Até as funções mais primárias que realizamos em nossa dimensão animal, como o comer e o praticar sexo, vêm permeadas pelo simbólico e pela fantasia. “Nouvelle Cuisine” e o beijo têm um sentido muito mais amplo que se alimentar ou a preparação para o coito.
Sem essa dimensão imaterial da existência, não temos identidade, não nos comunicamos, não nos organizamos socialmente com a eficácia que realizamos como espécie.
O ser humano deixa de ser apenas um animal e passa a ser uma pessoa apenas pelo simbólico e, diga-se, por formas específicas do simbólico: institucionalização obtida por meio de normas jurídicas. Somos pessoas porque somos dotados de direitos e deveres, porque somos unidades de imputação normativa.

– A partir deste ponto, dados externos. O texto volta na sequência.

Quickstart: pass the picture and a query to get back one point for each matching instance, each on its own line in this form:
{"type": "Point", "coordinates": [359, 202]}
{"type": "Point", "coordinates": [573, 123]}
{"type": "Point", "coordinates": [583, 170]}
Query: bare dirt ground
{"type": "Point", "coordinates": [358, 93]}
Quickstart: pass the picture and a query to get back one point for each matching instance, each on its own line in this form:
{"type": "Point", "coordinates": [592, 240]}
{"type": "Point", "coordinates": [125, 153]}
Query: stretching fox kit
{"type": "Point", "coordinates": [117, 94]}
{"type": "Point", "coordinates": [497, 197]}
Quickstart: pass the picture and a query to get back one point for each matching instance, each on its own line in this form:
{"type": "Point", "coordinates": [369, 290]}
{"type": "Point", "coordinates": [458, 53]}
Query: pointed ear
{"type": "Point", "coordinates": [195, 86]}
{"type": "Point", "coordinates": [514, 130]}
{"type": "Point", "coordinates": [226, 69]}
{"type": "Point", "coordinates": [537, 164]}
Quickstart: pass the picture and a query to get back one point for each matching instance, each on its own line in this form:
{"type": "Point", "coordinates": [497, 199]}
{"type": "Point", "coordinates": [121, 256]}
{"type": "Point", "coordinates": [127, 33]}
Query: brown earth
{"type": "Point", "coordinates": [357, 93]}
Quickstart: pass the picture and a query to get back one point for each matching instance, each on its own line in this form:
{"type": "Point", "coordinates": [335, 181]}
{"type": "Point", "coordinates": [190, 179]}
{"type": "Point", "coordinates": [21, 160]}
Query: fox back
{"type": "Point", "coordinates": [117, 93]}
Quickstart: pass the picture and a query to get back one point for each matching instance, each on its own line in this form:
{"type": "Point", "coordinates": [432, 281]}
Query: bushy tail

Os momentos da história humana em que homens foram reduzidos à sua dimensão corporal foram trágicos. Homens estritamente corporais foram os escravos, reconhecidos pela qualidade dos músculos e dos dentes; os hebreus, ciganos, gays e comunistas perseguidos pela fúria nazista, corpos sem nome destinados às câmaras de gás ou aos laboratórios eugênicos; os hereges reduzidos à definição de pecadores e destinados a virar cinza nas fogueiras da Inquisição; os atuais favelados dos morros cariocas e da periferia paulistana tratados como “vagabundos” pelo braço violento do Estado policial etc.
O direito não enche estômagos nem constrói prédios, mas confere dignidade e identidade à existência, atributos simbólicos advindos da normatividade da vida social. Todos nós, operadores do direito, vamos num grande formigueiro, erigindo o grande edifício da civilidade humana. Somos o tempero racional e pacificador de nossa dimensão brutal, violenta e animal como espécie.
Obviamente, a solução que ora formulo à velha questão não foi a mesma que formulei na juventude, quando optei pela carreira jurídica. Respostas muito abstratas são incompatíveis com a realidade hormonal da juventude, saudavelmente mais preocupada com dimensões imediatas e corporais da existência.
Na época, levei em conta o conselho objetivo de meu tio juiz, homem dotado da sabedoria profunda que apenas os não-arrogantes conseguem apreender da observação simples do viver. Ele me dizia que direito era melhor que medicina, porque podíamos estudá-lo em livros, deitados no sofá da sala, e não em pé por horas num laboratório ou sala de cirurgia.
O ócio e a fantasia foram, assim, razões maiores da escolha de meu ofício. Não imaginava na época que meu tio omitia as enfadonhas horas em pé no balcão dos ofícios forenses. A esperteza sábia do magistrado fez o jovem incauto e amante do ócio escolher uma profissão mais trabalhosa e turbulenta do que esperava, mas que muito o orgulha.